Ayah Alya berdiri di ruang tamu, memandang Arthan dengan senyum yang mengandung kehangatan sekaligus kesedihan. Ia mengangguk pelan sambil berkata, "Anak itu sama seperti ayahnya. Ia tidak ingin menyusahkan siapapun dalam hidupnya. Abram, lihat anakmu. Anakmu mewarisi sifat yang sangat besar dan bijaksana sepertimu. Aku melihat engkau di dalam diri anakmu, Abram."
Arthan hanya menunduk, hatinya penuh rasa haru mendengar kata-kata itu. Dia mengucapkan terima kasih kepada ayah Alya, namun tetap teguh dengan keputusannya untuk pergi. Tidak lama kemudian, ia berpamitan kepada keluarga Alya dan berjalan meninggalkan rumah dengan langkah berat, membawa koper kecil dan hati yang penuh keraguan.

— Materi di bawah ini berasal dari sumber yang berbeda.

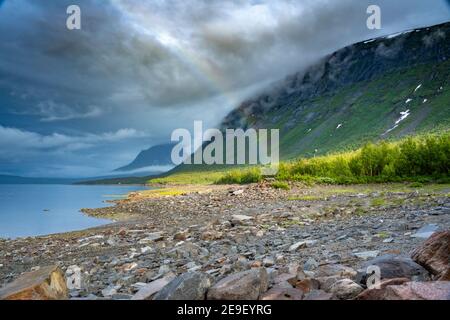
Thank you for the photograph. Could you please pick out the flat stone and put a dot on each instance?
(149, 290)
(239, 219)
(335, 270)
(302, 245)
(246, 285)
(153, 237)
(392, 266)
(438, 290)
(47, 283)
(282, 293)
(307, 285)
(318, 295)
(346, 289)
(188, 286)
(367, 254)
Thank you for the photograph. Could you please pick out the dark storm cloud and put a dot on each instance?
(156, 65)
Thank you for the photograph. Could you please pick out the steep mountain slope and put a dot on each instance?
(382, 88)
(159, 155)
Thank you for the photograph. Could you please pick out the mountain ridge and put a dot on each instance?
(400, 81)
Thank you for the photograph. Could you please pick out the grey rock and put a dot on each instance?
(346, 289)
(246, 285)
(392, 267)
(188, 286)
(425, 232)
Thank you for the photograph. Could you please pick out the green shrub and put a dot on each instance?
(252, 175)
(280, 185)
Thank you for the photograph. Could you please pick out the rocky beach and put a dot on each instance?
(248, 242)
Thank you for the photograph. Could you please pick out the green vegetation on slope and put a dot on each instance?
(421, 159)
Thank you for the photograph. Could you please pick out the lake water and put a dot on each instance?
(31, 210)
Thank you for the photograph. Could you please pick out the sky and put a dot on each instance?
(79, 103)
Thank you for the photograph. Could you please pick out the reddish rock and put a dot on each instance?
(247, 285)
(438, 290)
(148, 291)
(434, 255)
(47, 283)
(282, 293)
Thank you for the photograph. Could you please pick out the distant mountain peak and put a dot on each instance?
(159, 155)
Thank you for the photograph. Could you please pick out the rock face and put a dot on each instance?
(47, 283)
(188, 286)
(434, 255)
(246, 285)
(392, 267)
(439, 290)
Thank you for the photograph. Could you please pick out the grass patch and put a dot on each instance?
(306, 198)
(252, 175)
(378, 202)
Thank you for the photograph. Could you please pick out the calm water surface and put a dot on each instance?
(31, 210)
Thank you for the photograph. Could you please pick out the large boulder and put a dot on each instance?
(47, 283)
(392, 267)
(188, 286)
(434, 255)
(378, 294)
(437, 290)
(246, 285)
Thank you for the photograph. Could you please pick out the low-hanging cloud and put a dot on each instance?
(158, 65)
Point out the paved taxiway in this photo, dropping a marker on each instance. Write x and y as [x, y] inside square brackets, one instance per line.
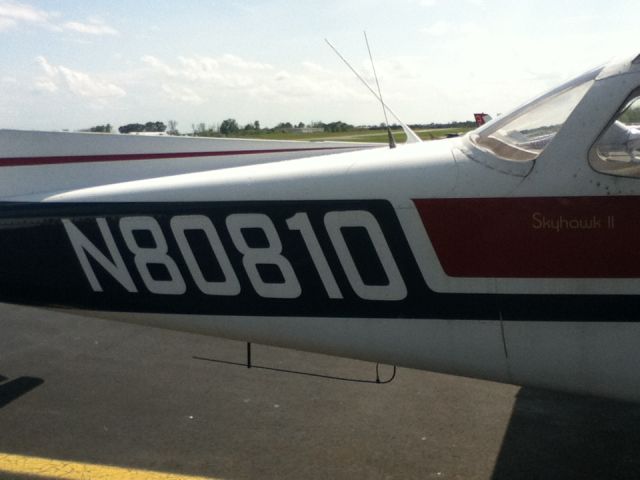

Di depan bandara, angin pagi menyambut wajah Arthan. Ia memandang tiket pesawat di tangannya, tujuannya jelas: Bandung. Sebuah kota yang ia harapkan dapat memberikan ketenangan dan awal baru. Namun di dalam hatinya, ada perasaan ragu yang tak kunjung hilang. Ketika waktu boarding tiba, ia melangkah masuk ke dalam pesawat dengan perasaan campur aduk.
Sementara itu, di kamar Alya, gadis itu duduk di depan meja belajarnya. Cahaya lampu kamar yang redup memantulkan bayangannya di jendela. Dengan pena di tangan, ia menulis surat dengan hati yang penuh perasaan. Air matanya menetes, jatuh ke atas kertas, meninggalkan noda kecil yang samar. Surat itu berisi:
"Seperti kata ayah bahwa seorang laki-laki harus berjuang memperbaiki hidupnya walau itu bukan kesalahannya. Laki-laki itu kuat, harus kuat menerima hancurnya harapan, harus kuat menerima kehampaan dan kebencian orang-orang. Laki-laki itu berubah hidupnya karena dua hal, pertama karena kesalahan dan yang kedua karena kehidupannya. Tapi aku tahu Arthan akan menemukan cahayanya. Arthan adalah ruangan tanpa ada cahaya. Kehampaan dan gelapnya hatinya membuatnya harus mencari cahaya itu. Bagiku, Arthan adalah sebuah perjalanan yang panjang, yang mungkin bertemu atau tidak denganku nantinya.
Arthan... aku berharap aku adalah cahayamu. Aku bersedia menerangimu dikala kamu bersedih dan bahagia. Aku ingin melihat lukisan terindah di wajahmu, yaitu senyummu. Aku harap kamu kembali padaku, dan aku ingin memelukmu. Aku tahu bahwa ada pertemuan pasti ada perpisahan. Tapi jujur, aku tidak ingin berpisah denganmu, Arthan. Kamu adalah ruangan dan tempat diri ini menunjukkan siapa aku dan menerima diriku. Aku berharap kita bertemu lagi, Arthan. Aku mencintaimu, ruang kalbuku."